RALEIGH, North Carolina (Reuters) - North Carolina Governor Beverly Perdue on Thursday vetoed a bill that would require voters to present photo identification before casting a ballot.
“We must always be vigilant in protecting the integrity of our elections,” said Perdue, a Democrat. “But requiring every voter to present a government-issued photo ID is not the way to do it.”
“This bill, as written, will unnecessarily and unfairly disenfranchise many eligible and legitimate voters,” she said in a statement.
North Carolina’s Republican-led legislature sent the bill to the governor last week.
The measure calls for voters to show one of eight forms of photo identification, including a state driver’s license, U.S. passport or military ID card.
Those without proper identification could cast a provisional ballot, but would have to present a valid photo ID before the general vote is deemed official.
Republican House Speaker Thom Tillis said Thursday that the governor’s veto ignores popular demand for tighter controls on voting to prevent fraud.

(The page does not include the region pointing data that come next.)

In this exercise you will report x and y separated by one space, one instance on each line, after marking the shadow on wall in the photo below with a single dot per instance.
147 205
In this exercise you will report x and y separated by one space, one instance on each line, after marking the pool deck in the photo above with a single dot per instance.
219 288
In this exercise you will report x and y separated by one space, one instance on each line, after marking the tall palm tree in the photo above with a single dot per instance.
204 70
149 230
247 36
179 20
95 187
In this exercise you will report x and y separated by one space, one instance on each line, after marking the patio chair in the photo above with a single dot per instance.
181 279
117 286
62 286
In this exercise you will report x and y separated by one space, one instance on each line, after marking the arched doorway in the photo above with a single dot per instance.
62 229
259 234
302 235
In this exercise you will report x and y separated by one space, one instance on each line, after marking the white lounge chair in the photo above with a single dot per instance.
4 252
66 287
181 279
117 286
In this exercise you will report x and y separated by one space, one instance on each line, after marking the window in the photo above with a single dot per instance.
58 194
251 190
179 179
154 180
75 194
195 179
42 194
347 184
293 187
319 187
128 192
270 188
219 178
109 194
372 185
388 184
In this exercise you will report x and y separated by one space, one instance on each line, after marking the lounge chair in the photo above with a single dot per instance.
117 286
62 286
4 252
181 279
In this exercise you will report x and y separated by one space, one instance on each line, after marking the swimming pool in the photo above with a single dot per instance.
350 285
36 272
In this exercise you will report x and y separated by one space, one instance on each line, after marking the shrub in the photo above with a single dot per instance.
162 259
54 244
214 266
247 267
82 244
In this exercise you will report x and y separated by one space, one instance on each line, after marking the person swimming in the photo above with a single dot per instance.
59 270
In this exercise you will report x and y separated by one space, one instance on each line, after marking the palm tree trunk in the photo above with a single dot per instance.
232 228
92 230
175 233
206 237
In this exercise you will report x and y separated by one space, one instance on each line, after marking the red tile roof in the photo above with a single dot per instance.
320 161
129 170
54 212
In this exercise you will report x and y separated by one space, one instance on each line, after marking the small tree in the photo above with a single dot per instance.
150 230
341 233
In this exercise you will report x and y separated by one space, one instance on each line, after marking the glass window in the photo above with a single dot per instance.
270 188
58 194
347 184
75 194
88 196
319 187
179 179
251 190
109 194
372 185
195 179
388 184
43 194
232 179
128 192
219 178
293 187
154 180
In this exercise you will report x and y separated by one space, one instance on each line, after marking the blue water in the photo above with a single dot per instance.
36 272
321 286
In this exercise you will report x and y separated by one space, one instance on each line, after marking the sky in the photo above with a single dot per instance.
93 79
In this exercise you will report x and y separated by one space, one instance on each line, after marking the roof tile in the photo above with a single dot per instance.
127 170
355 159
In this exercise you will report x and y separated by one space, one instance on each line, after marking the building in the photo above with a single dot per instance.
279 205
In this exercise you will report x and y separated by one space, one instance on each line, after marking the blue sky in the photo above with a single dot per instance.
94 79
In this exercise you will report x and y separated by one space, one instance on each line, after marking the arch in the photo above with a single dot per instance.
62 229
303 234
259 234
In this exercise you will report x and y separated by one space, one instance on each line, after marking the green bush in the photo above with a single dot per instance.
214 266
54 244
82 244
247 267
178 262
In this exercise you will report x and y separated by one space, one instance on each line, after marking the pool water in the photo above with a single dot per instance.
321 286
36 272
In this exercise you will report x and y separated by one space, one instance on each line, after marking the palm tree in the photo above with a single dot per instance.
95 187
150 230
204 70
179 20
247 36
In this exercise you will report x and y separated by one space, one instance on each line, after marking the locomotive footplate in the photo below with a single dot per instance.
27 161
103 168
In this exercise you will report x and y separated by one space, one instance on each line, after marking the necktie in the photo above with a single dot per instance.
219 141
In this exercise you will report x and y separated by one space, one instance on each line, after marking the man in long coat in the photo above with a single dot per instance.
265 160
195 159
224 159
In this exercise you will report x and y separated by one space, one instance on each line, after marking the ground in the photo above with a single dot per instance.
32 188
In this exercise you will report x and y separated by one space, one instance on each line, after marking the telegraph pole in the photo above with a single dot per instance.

“An overwhelming majority of our citizens have continued to support this bill, knowing that it would provide confidence in voting and protect against potential voter fraud,” Tillis said in a statement.
“It would have done nothing to discourage or prevent voting by those who have a right to do so.”
Republican-controlled legislatures around the county have cited fraud as they push for voter ID bills. Fourteen states now ask voters to show photo identification at the polls or have passed laws to do so, according to the National Conference of State Legislatures.
North Carolina is the fourth state where a Democratic governor vetoed a voter photo ID bill this year, said Keesha Gaskins, senior counsel for the Democracy Program at the Brennan Center for Justice in New York. Vetoes were upheld in Minnesota and Montana, and a veto is pending in Missouri.
Republicans in North Carolina enjoy a veto-proof majority in the state Senate, but will need the help of several Democrats in the House to reach the three-fifths super majority required to override a veto.
Bob Hall, director of the election watchdog group Democracy North Carolina, congratulated Perdue, saying the bill would have reversed an improving trend in voter turnout.
“North Carolina has historically had very low voter turnout, and we’ve been doing better,” Hall said. “The photo ID would have been a tool of voter suppression.”